Prinzenwohnung weitab von Stuttgart

Die Comburg als

Schloss

Für kurze Zeit wohnte ein württembergischer Prinz auf der Großcomburg: Von 1807 bis 1810 diente das einstige Kloster Paul von Württemberg (1785–1852), einem Sohn von König Friedrich I., als Wohnung. Die Comburg war nur eine Station des Prinzen zwischen Russland und Paris.

Porträt Prinz Paul von Württemberg; Foto: Wikipedia, gemeinfrei

Paul von Württemberg auf der Seite des Feindes.

Krach in der Königsfamilie

Paul von Württemberg und seine Gemahlin Charlotte von Sachsen-Hildburghausen residierten hier in der ländlichen Abgeschiedenheit, weit weg von der Hauptstadt Stuttgart.
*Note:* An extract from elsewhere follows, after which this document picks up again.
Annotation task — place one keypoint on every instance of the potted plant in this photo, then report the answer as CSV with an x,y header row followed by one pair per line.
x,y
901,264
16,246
Während sein Vater Friedrich mit Napoleon Bündnisse einging, stand Prinz Paul auf der Seite der Gegner Frankreichs: Da war kaum Familienharmonie möglich. Für wenige Jahre versöhnte sich Paul mit dem Vater, der 1806 zum König aufgestiegen war. Als Württemberg 1812 den Russlandfeldzug Napoleons mitmachen musste, verweigerte sich der Prinz.

Außenansicht des Vergellbau des Klosters Großcomburg; Foto: Staatliche Schlösser und Gärten Baden-Württemberg, Arnim Weischer

Nur ein kurzer Aufenthalt auf der Comburg.
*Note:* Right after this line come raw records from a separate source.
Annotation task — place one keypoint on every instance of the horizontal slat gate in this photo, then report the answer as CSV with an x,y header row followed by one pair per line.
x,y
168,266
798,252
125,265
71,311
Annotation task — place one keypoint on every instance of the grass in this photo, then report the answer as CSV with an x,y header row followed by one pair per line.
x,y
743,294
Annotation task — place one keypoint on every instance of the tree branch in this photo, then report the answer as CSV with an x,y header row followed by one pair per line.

Kurzes Gastspiel in Württemberg

In Württemberg und auf der Comburg blieben der Prinz und seine Frau Charlotte nur für kurze Zeit. 1813 trat er in die Dienste des russischen Zaren Alexander I. und beteiligte sich an den Befreiungskriegen. Von 1817 bis zu seinem Tod im Jahr 1852 lebte Prinz Paul in Paris. 1818 trennte er sich von seiner Frau. Die Ehescheidung wurde jedoch vom württembergischen König abgelehnt.
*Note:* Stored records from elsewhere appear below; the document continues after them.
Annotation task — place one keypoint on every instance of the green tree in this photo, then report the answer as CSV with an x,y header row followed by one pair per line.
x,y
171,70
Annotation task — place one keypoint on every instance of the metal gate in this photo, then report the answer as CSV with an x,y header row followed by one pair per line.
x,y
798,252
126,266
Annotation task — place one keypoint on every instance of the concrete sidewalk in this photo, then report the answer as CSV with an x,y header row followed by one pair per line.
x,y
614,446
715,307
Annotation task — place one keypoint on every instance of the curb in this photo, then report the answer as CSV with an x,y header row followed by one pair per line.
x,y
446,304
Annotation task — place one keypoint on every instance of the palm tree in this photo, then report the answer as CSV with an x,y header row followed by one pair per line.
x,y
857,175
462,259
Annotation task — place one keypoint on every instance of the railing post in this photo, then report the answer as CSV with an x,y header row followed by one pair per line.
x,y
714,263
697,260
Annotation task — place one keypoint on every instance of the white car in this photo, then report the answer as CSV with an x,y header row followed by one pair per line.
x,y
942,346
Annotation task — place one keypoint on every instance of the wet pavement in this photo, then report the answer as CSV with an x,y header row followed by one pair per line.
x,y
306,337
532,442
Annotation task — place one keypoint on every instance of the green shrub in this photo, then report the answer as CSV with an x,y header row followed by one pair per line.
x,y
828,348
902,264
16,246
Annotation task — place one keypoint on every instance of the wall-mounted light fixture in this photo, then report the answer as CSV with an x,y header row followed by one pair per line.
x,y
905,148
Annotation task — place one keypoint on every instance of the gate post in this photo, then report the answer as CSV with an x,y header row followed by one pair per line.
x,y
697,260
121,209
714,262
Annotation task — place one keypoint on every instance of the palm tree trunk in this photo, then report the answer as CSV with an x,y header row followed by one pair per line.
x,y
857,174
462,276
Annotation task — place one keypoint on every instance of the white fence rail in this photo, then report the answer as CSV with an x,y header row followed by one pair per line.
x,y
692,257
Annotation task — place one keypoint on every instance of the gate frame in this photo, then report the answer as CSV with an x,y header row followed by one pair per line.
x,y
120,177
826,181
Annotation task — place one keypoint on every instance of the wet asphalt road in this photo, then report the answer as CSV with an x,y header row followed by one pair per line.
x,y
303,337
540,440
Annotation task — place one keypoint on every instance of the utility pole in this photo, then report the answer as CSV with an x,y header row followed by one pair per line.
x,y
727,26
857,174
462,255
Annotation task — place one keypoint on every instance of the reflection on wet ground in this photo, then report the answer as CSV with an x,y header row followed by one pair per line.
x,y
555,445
Am Ende der Übertritt zum Katholizismus

Seit 1813 waren die Beziehungen von Prinz Paul zu seinem Vater und nach dessen Tod im Jahre 1816 zu seinem Bruder, dem König Wilhelm I. von Württemberg, sehr angespannt. Als Prinz des königlichen Hauses war Paul Mitglied der Ersten Kammer des württembergischen Landtags, an deren Sitzungen er von 1822 bis 1847 teilnahm. Wenige Monate vor seinem Tod trat er zum katholischen Glauben über. Sein Grab befindet sich in der katholischen Abteilung der Gruft in der Ludwigsburger Schlosskirche.